Son demasiados los años de aguantar ayuntamientos dedicados casi en exclusiva para el centro, dejando migajas, para que no se diga, a los barrios. Por eso, es más que probable a la vez que deseable, que el 26 de mayo del año que se inicia el martes, los vecinos voten a conciencia por un consistorio de Terrassa, por Terrassa y para Terrassa.

Para dar base a mis palabras, una de las cosas patéticas del nuevo distrito 7 que no tengo ni idea si ya ha comenzado a funcionar, aparte del aseo urbano y de los huecos en las calles que a diferencia de los del centro, solamente se parchean, es el transporte público, pues los horarios suelen ser bastante flexibles, eso en las ocasiones que no ha fallado el mantenimiento de los vehículos que es cuando se saltan un tramo horario o más de uno si es de merecer, como si los vecinos del sector sin coche fueran ciudadanos de tercera o, seguramente, en opinión de nuestros dioses directores, ciudadanos fantasmas.

Yo suelo coger el autobús unas dos o a lo más, tres veces a la semana, y al menos una, se produce una incidencia horaria.

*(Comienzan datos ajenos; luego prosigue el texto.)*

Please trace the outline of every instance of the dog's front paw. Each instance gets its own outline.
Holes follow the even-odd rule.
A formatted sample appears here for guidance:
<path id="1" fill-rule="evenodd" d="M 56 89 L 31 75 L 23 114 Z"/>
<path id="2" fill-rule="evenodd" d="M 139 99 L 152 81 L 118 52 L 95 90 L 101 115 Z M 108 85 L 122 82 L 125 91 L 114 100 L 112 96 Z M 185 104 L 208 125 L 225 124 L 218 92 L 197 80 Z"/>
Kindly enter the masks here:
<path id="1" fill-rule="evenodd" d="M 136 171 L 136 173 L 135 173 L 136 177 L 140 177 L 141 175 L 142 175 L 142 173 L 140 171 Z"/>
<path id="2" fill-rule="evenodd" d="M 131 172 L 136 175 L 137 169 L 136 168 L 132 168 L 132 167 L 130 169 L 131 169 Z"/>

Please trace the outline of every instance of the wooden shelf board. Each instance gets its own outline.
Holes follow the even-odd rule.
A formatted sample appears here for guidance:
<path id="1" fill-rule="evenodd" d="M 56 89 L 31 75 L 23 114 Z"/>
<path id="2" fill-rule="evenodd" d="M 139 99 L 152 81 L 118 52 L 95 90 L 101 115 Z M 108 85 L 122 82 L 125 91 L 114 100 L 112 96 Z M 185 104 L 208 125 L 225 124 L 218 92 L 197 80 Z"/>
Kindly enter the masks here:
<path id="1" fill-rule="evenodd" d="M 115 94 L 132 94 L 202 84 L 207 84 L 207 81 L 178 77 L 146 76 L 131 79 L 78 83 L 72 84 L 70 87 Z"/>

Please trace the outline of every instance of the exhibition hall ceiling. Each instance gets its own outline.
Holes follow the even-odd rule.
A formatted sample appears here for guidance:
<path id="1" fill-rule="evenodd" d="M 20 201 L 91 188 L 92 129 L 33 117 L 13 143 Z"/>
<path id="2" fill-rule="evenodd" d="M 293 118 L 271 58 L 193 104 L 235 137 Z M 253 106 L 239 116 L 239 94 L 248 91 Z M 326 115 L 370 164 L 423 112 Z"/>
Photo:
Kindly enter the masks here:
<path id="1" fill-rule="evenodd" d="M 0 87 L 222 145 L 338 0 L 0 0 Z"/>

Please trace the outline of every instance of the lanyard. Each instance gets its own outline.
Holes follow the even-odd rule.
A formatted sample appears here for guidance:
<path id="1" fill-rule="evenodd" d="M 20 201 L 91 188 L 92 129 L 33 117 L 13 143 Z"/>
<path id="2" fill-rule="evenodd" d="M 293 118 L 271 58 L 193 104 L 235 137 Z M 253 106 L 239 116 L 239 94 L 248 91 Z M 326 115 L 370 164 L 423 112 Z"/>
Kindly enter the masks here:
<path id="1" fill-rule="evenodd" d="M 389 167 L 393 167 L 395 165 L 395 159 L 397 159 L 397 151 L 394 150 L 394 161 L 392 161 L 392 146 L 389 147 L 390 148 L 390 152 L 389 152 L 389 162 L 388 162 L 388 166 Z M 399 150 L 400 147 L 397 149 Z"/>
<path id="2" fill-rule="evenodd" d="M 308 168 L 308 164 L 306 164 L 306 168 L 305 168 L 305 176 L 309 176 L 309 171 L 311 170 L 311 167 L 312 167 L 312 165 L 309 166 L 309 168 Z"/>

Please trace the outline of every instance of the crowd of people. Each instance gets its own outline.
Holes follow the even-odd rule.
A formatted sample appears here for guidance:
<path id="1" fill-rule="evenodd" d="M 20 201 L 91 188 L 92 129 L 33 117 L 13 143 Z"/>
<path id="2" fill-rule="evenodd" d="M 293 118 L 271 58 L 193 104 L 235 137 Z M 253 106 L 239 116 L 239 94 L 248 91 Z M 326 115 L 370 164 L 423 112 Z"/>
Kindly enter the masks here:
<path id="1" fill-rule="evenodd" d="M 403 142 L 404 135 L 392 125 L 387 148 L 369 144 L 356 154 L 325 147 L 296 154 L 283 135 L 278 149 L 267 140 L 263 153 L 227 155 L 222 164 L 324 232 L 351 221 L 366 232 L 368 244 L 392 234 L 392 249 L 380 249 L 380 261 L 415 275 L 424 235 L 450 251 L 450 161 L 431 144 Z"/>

Ayer, sin ir más lejos, llegué a la parada 10 minutos antes que pasara el autobús, porque cuando no se atrasan, a veces se adelantan y a pesar de que la frecuencia sabatina es en la línea 4 de 30 minutos, el de esa hora no pasó, es decir, la espera se convirtió en 40 minutos para llegar tarde a comer en casa de mis nietos. Hace poco, perdí una cita con el especialista por la que esperé seis meses y ahora debo esperar otros seis.

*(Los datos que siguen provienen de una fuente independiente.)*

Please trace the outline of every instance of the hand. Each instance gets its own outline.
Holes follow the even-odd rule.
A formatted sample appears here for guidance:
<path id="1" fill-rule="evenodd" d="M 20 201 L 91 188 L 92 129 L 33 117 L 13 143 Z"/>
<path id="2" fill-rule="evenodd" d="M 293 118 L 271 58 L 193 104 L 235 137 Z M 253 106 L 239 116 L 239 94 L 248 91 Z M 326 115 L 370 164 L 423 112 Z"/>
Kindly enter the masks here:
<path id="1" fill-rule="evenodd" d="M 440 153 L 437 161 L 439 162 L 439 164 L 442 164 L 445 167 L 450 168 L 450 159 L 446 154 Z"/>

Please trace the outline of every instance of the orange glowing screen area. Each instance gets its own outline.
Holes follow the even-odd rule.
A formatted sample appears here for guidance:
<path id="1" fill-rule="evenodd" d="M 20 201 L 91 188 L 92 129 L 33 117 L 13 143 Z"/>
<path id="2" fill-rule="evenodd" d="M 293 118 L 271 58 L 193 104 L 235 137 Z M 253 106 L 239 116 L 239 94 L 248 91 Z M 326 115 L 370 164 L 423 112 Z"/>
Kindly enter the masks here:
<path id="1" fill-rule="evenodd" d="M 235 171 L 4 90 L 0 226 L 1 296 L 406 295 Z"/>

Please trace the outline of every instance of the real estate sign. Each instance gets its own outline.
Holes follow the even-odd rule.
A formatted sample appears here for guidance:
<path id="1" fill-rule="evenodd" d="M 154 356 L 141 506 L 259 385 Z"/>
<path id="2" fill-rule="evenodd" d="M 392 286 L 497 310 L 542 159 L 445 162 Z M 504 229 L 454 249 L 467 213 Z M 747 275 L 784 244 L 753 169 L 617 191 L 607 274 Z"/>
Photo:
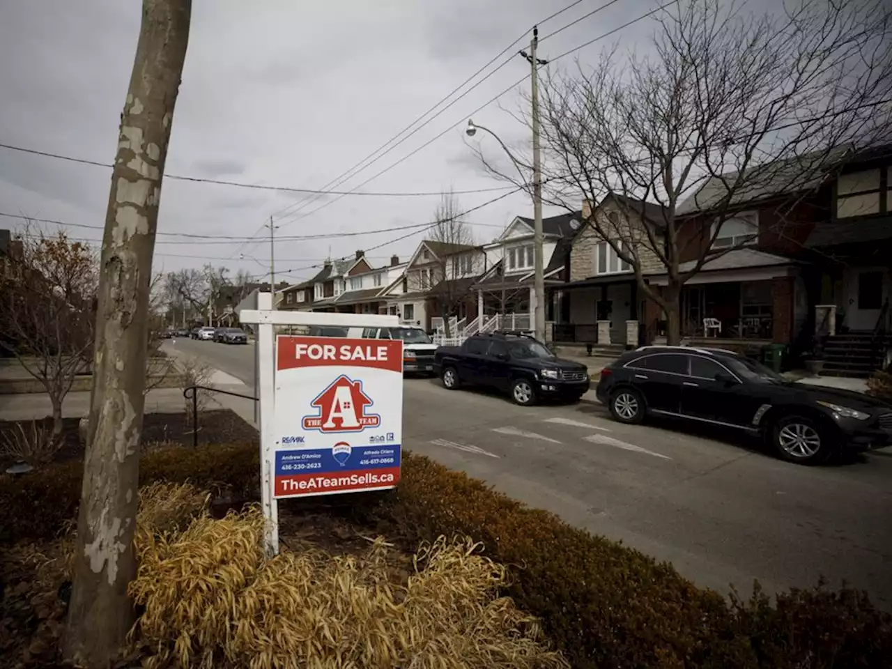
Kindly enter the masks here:
<path id="1" fill-rule="evenodd" d="M 396 486 L 401 341 L 280 335 L 275 387 L 275 498 Z"/>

Esto me llena de ira, pero cuando pienso que las encuestas, sondeos y estudios de campo dan mayora relativa de momento en las elecciones municipales al partido de Jordi Ballart , Tot x Terrassa con 8 ediles, y auguran la práctica desaparición a nivel local del socialismo, que lucharía a brazo partido por dos concejalías, me entra un fresquito en el cuerpo y mi espíritu se llena de esperanza.

Así es la vida. Así son y así están las cosas.